Just some random thoughts:
Pablo Neruda is a masterful image-maker, but a lot of his work is uneven - at least in translation - and at times suffers from that hollowness one risks putting too much weight on the image...some just don't jump off the page, or create the pull of gravitas.
William Carlos Williams wrote great poems, but I think I prefer the philosophical tones of Stevens to Williams' championing of the people - populism gets a bit noxious, but I do admire the veritable foot. His poetry is inventive, important in America's literary tradition.
The best book in my library may be the international poetry anthology by Ecco books - edited by Ilya Kaminsky, a great young poet in his own right, along with Susan Harris. To me this poetry is pure - all of the 20th century, but truly timeless. (http://www.amazon.com/The-Ecco-Anthology-International-Poetry/dp/0061583243)

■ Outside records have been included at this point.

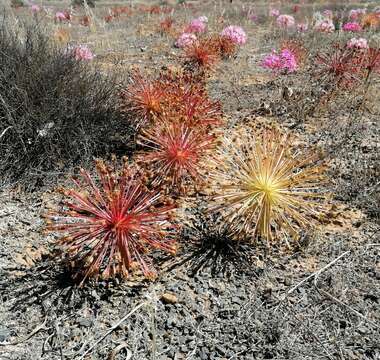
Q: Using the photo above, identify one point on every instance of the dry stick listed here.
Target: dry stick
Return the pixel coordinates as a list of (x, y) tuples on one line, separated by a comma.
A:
[(112, 329), (317, 273), (343, 304), (117, 349)]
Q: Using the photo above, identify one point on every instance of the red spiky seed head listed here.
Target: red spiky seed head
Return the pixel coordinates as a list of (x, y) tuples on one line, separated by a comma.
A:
[(143, 97), (177, 154)]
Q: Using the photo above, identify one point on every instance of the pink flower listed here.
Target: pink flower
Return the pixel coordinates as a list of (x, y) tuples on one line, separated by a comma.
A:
[(353, 27), (62, 16), (328, 14), (285, 21), (235, 33), (274, 12), (324, 26), (253, 17), (196, 26), (355, 43), (302, 27), (185, 39), (80, 52), (203, 19), (354, 14), (285, 61), (35, 9)]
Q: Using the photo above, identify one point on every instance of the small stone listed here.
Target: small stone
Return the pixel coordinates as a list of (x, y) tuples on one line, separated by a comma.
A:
[(168, 298), (84, 322)]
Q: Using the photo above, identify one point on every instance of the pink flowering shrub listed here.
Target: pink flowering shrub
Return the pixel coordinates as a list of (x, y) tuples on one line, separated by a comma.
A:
[(196, 26), (325, 25), (252, 16), (328, 14), (203, 18), (302, 27), (274, 12), (35, 9), (285, 21), (354, 14), (355, 43), (285, 61), (352, 26), (185, 39), (80, 52), (235, 33)]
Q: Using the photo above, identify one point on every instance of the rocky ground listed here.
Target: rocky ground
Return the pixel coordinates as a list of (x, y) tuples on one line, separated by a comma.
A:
[(318, 301)]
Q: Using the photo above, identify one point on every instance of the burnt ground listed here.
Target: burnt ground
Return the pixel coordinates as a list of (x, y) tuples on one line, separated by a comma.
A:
[(318, 301)]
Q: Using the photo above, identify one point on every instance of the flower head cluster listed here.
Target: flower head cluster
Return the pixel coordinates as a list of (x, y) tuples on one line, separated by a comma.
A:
[(355, 14), (80, 52), (177, 151), (203, 18), (285, 61), (352, 27), (265, 187), (201, 55), (274, 12), (342, 66), (235, 33), (196, 26), (357, 43), (328, 14), (285, 21), (185, 39), (302, 27), (325, 25), (35, 9), (111, 224), (62, 16)]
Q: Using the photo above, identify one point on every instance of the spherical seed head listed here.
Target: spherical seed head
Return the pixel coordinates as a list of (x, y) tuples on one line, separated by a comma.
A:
[(178, 152), (114, 223)]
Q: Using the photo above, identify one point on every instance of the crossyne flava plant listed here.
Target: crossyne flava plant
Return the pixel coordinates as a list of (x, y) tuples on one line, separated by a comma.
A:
[(176, 155), (264, 187)]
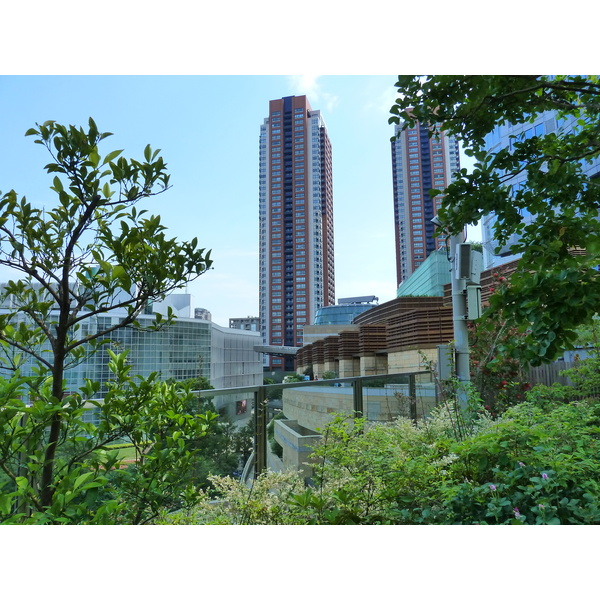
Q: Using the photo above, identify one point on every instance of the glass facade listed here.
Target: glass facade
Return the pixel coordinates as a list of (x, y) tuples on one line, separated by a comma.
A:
[(186, 349), (429, 279), (340, 314)]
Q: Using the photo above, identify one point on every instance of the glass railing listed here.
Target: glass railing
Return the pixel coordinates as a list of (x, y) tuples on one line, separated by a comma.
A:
[(288, 418)]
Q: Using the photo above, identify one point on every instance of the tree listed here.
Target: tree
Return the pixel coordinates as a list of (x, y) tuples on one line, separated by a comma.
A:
[(92, 253), (555, 288)]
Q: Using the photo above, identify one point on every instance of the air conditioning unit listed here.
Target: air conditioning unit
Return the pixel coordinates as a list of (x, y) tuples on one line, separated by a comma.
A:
[(468, 264)]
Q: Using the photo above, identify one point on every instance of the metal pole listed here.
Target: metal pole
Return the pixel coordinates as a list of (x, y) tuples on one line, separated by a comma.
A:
[(357, 397), (260, 431), (461, 331)]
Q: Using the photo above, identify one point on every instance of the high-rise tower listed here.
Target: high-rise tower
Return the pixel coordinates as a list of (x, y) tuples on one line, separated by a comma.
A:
[(296, 223), (419, 163)]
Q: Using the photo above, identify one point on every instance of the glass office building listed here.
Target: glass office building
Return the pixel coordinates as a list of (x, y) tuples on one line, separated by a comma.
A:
[(186, 349)]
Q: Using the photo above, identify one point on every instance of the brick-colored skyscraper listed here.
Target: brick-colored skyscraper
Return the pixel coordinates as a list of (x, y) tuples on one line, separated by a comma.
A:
[(296, 223), (419, 163)]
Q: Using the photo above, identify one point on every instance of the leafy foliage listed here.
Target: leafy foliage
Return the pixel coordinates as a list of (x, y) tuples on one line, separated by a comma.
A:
[(91, 253), (91, 482), (554, 289), (534, 465)]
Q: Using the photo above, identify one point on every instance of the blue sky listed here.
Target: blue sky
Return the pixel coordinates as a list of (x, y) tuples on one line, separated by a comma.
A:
[(207, 127)]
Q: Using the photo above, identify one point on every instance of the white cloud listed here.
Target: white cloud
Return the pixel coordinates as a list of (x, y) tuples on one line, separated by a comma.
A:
[(310, 86)]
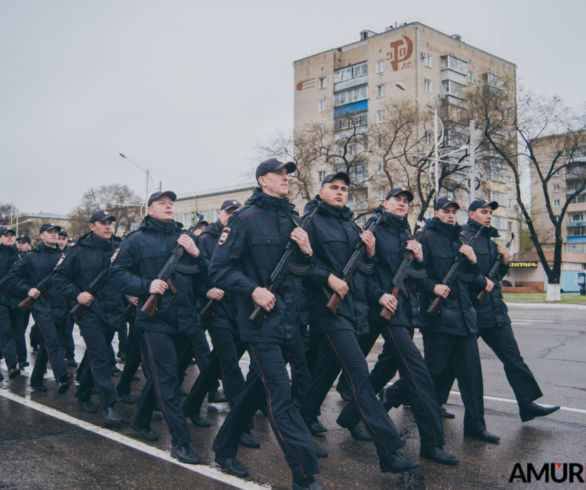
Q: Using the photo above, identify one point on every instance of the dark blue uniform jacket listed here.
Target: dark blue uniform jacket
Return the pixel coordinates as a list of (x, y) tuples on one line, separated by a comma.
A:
[(29, 271), (456, 316), (8, 257), (392, 234), (142, 256), (492, 311), (333, 235), (83, 263), (249, 248), (207, 243)]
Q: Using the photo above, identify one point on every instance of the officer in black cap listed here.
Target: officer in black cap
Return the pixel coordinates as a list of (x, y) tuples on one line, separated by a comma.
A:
[(494, 324), (248, 250), (47, 309), (393, 242), (23, 244), (449, 337), (63, 239), (102, 311), (334, 235), (223, 329), (142, 255), (10, 318)]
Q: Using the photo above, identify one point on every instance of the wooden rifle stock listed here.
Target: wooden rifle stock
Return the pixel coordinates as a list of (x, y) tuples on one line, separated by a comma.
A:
[(150, 305), (207, 309), (26, 304), (334, 303), (388, 314)]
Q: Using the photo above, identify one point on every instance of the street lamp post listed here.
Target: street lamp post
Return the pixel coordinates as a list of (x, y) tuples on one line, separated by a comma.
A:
[(147, 174)]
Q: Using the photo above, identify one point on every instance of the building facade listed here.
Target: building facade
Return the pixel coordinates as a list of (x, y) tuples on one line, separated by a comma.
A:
[(352, 87), (208, 202), (569, 153)]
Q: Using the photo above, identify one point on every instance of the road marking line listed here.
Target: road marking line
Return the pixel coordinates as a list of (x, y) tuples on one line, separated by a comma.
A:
[(203, 470), (508, 400)]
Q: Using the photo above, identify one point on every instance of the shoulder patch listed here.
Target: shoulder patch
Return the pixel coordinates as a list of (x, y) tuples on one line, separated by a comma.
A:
[(224, 236), (114, 255)]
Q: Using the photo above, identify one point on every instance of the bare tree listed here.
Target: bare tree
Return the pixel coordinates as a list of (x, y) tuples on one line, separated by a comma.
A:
[(117, 199), (550, 139)]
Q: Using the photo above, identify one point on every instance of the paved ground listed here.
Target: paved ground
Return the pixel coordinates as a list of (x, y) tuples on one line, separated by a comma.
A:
[(45, 442)]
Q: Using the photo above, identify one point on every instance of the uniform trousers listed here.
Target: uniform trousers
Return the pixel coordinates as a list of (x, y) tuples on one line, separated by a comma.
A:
[(272, 382), (419, 387), (224, 362), (50, 349), (340, 350), (447, 355), (133, 360), (161, 350), (98, 339), (8, 319), (503, 343)]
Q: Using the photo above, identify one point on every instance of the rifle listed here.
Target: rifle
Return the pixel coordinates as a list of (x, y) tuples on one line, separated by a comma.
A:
[(452, 271), (152, 303), (94, 287), (350, 268), (278, 274), (27, 303), (495, 267)]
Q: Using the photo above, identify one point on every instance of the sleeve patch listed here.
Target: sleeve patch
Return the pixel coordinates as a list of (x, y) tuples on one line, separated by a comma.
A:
[(224, 236)]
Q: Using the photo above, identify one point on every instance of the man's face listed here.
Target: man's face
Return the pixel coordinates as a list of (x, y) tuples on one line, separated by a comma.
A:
[(334, 193), (23, 246), (224, 215), (275, 184), (448, 215), (397, 205), (482, 215), (62, 241), (162, 209), (50, 237), (102, 229), (8, 239)]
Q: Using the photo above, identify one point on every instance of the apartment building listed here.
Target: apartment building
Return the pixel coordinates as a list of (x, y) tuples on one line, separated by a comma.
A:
[(352, 86)]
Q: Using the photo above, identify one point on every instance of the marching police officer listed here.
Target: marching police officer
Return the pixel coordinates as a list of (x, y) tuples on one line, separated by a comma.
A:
[(10, 318), (223, 329), (22, 279), (449, 336), (333, 235), (248, 250), (142, 255), (393, 242), (102, 310), (494, 324)]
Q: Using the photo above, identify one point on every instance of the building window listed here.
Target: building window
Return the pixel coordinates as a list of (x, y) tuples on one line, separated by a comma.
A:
[(357, 71), (453, 63), (426, 60), (350, 95)]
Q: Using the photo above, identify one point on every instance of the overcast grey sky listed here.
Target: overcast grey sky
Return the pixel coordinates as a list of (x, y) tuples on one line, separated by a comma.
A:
[(188, 88)]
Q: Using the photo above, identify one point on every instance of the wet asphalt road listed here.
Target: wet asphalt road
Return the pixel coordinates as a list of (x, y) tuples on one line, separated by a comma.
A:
[(38, 450)]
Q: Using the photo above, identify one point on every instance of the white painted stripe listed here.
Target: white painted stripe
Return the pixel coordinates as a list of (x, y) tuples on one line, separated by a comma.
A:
[(508, 400), (203, 470)]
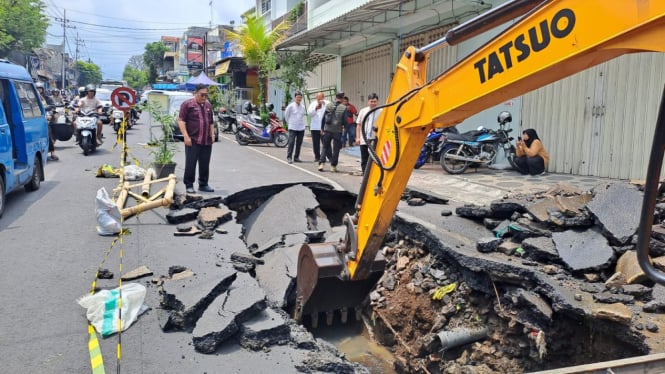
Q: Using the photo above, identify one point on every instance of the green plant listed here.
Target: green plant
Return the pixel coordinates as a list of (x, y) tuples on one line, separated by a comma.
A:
[(163, 149)]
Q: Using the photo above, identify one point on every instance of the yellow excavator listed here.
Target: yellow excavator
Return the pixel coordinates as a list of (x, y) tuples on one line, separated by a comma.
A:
[(549, 40)]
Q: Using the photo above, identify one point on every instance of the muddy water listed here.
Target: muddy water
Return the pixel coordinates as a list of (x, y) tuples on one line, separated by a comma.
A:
[(353, 340)]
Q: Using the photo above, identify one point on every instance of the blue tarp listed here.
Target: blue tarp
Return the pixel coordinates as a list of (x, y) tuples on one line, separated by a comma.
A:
[(200, 79)]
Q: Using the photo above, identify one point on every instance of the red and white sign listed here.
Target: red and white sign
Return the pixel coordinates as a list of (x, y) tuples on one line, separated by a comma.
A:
[(123, 98), (385, 152)]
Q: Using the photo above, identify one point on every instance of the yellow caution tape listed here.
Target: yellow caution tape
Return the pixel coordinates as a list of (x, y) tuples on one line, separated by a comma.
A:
[(443, 290)]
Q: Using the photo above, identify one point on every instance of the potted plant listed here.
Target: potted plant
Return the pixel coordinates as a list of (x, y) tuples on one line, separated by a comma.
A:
[(163, 148)]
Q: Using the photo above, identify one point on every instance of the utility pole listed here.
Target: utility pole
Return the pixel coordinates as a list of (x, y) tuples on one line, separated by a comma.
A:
[(64, 21)]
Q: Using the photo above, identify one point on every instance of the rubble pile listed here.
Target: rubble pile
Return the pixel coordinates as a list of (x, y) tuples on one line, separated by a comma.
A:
[(551, 280)]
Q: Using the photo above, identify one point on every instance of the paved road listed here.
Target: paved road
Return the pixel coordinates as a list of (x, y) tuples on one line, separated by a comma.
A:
[(50, 251)]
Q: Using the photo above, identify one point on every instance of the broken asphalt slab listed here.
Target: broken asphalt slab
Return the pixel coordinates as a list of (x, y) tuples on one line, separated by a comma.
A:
[(222, 319)]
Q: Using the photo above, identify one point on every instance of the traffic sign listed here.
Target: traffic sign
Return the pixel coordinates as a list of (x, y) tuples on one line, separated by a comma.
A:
[(123, 98)]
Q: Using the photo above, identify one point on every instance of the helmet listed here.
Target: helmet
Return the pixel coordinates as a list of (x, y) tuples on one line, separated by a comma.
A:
[(505, 117)]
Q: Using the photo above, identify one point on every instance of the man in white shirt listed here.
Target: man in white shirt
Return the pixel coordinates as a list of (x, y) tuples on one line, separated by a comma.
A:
[(368, 128), (294, 115), (316, 110)]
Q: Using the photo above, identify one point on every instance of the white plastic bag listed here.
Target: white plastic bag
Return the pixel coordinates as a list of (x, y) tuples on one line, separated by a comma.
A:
[(102, 307), (133, 173), (108, 214)]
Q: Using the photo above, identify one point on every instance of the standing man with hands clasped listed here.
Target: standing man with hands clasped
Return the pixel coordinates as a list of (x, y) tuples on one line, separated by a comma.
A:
[(294, 115), (197, 128), (316, 110)]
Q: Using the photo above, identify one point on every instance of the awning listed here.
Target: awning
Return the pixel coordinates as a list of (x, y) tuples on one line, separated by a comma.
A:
[(378, 21), (222, 68)]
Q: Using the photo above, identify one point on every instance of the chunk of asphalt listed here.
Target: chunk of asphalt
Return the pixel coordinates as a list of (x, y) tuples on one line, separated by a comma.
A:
[(212, 201), (181, 216), (617, 207), (278, 275), (540, 249), (473, 211), (185, 303), (243, 300), (586, 250), (283, 213), (211, 217), (266, 329)]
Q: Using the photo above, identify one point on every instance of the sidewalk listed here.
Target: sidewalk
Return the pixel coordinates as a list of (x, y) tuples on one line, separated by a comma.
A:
[(479, 186)]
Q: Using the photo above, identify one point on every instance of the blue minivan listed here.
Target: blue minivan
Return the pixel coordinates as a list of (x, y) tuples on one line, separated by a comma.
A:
[(23, 132)]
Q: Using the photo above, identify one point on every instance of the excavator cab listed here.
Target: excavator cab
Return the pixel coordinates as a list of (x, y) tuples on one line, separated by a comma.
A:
[(580, 34)]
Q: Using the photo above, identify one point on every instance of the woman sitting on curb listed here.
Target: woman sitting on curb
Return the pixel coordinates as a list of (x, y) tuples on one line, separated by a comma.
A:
[(531, 155)]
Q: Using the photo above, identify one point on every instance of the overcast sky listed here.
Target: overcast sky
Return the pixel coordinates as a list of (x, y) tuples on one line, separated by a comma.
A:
[(111, 31)]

What impelled me to blog suddenly this afternoon was a thought about great poets, the giants of poetry, often going unappreciated or unknown in their own time - specifically Dickinson, Whitman, Hopkins... To me this situation makes perfect sense. Art must always be new knowledge and completely unfamiliar. Unfortunately what's unfamiliar is uncomfortable or seems unstable, or creates uncertainty, in likely all animals, and editors ARE animals. Whitman said great poets need great readers, but in my experience most people want all poetry to be the same - a PERSONAL, very short narrative focused on sensual details, or some obvious, automatically perceived metaphor. What they don't realize is when everything or everyone is the same, nobody is remembered. It takes courage to be different, to be Dickinson, Whitman, Copernicus, Teddy Roosevelt, Picasso, Gertrude Stein, Martin Luther King.
It's a paradox of the literary world that what is great is not familiar, but what's familiar is published.